A pretty boy lingers in the passageway, his skin and hair full of morning light, or what's left of it. His flesh has stolen into the sun and taken its fire away for it burns there in his face, in his young, taut flesh, as if it were a slither of gold standing there and not a human. Through the thin cotton of his shirt his skin is shining, soaked wet from the rain. For, out beyond the alley, the sky is turning its sorrows out onto the street. The boy seeks shelter here, although perhaps too late. Each yellow hair sits flat against his skull and in his clothes he shivers and feels the cold creep in.
He's not used to this, all this ducking and hiding, the yielding of man against nature. Rather, he is used to being driven in the soft warmth of his chauffer's car, the unpleasantries of the outside world shut out behind tinted windows. He could not remember the last time he had suffered snow to touch his feet, a wayward breeze to snatch his jacket sleeve. The thought is strange, horrible and distant, yet now too close, like a dream that has become real. Now he is at the mercy as the elements to take him and do with him what they like, and he is afraid of them.
Sniveling, he draws his back up against the wall and closes his eyes, drawing down further into the dark. Being here, outside, cut off from the pampered prison of a rich man's world, he knows nothing but that it is not good for him.
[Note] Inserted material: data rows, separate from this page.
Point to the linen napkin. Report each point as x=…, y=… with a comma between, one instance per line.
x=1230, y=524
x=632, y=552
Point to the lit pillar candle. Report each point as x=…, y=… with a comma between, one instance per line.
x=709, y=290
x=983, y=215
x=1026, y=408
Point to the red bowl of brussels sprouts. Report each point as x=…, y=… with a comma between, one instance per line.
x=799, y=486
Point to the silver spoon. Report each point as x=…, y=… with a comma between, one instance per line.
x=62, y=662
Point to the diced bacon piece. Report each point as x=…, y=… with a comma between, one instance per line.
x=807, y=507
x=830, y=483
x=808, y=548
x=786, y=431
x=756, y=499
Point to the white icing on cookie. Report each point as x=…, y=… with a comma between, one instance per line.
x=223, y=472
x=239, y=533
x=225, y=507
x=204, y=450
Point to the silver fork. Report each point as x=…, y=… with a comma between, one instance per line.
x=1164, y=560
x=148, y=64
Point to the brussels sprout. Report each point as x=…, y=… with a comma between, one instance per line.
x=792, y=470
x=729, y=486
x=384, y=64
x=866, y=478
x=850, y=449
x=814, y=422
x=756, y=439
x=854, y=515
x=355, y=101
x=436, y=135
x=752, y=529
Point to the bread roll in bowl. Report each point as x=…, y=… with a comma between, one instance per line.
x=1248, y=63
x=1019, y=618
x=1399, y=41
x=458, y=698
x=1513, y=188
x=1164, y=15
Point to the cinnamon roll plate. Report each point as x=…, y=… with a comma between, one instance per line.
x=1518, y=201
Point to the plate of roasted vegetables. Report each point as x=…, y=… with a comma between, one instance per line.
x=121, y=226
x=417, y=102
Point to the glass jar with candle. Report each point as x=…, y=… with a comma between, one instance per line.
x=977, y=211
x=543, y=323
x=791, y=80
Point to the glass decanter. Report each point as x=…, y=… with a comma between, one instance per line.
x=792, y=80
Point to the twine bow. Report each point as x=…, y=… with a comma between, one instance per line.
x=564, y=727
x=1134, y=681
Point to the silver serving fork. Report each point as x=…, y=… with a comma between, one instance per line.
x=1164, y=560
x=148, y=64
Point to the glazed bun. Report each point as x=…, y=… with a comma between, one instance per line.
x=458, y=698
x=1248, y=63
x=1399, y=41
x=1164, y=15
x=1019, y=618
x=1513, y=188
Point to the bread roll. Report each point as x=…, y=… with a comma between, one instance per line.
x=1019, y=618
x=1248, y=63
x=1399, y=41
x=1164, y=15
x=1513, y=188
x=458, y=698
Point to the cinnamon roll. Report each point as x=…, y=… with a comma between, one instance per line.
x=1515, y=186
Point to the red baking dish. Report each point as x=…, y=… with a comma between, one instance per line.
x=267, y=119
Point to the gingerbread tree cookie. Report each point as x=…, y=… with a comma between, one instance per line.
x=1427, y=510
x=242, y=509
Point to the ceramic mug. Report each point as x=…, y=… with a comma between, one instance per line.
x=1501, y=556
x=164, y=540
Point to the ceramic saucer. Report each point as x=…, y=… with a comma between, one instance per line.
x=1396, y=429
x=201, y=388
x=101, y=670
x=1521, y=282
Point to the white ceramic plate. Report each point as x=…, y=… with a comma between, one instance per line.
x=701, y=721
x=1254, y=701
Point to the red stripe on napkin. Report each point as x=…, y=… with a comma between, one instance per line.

Exposure on a fine summer's day brings him out in rash and freckles, tans his skin to leather stretched upon a rack of bone, but this, with its clinging wetness, hurts him more, he's sure. There is a dirty rasp in his throat he can't cough away, and he fears to try too hard in case the silvery sweetness of his voice is spoiled by the attempt. Instead he slides a hand across his throat, gingerly, clumsy with himself. To touch another, in passion, is second nature, but he is a stranger to his own flesh. Too long have other people tended him to every need. He does not know, in spoiled ignorance, how to find a telephone box in order to call his people to him. They have lost him, and he then. And he is frightened.
But yet, not true fear holds his heart. Until he hears a shifting in the passageway and turns, flinching, so that his fragile body jerks from bone to bone. It hurts him, and he cries out, a piteous sound. The shifting stops.
"Look at you, you Prince," someone says, out of the light at the end of the passageway. There is a heavy dustbin blocking the entrance, so all the boy can see is stacked rubbish and a slither of sky, but now he cranes his head as he perceives someone is there. The back of his neck feels as though it were being stroked, tenderly, with sand paper. "Precious little thing. Are you lost?"
The boy nods his head, carefully. He wonders who is speaking to him in this sickly, vicious voice, and wonders if he should reprimand them for their tone, but he is without his guards of iron limb and fist and is not full without them. Instead he cowers, squinting hard.
"I left a club near here and found my driver'd gone and left me," said the boy. "He'd been in a funny mood all afternoon. Kept talking about all his clients, how he hated them. How people he knew sometimes dropped them off somewhere and never saw them again, picking up new jobs far away where they'd never be caught. I thought he was joking, I didn't understand, but here, he's left me, hasn't he. Like something out of a film, you know."
"I don't have a clue what to do about it. It's so stupid. I mean... stupid. I've never been out here alone before. I've never... I've just never had to. And now I am."
Another rustle, louder now, and the boy watched a slim shape slide out like a cool, slender blade from the space he could not see. He stopped talking, feeling the breath drawn out through his throat like a long skein of string, and thought he knew what true fear was. For, out of the light, the weak, insipid light, a smile had come. A smile full of teeth.
"Yes," said the smile. "Now you are. My little Prince."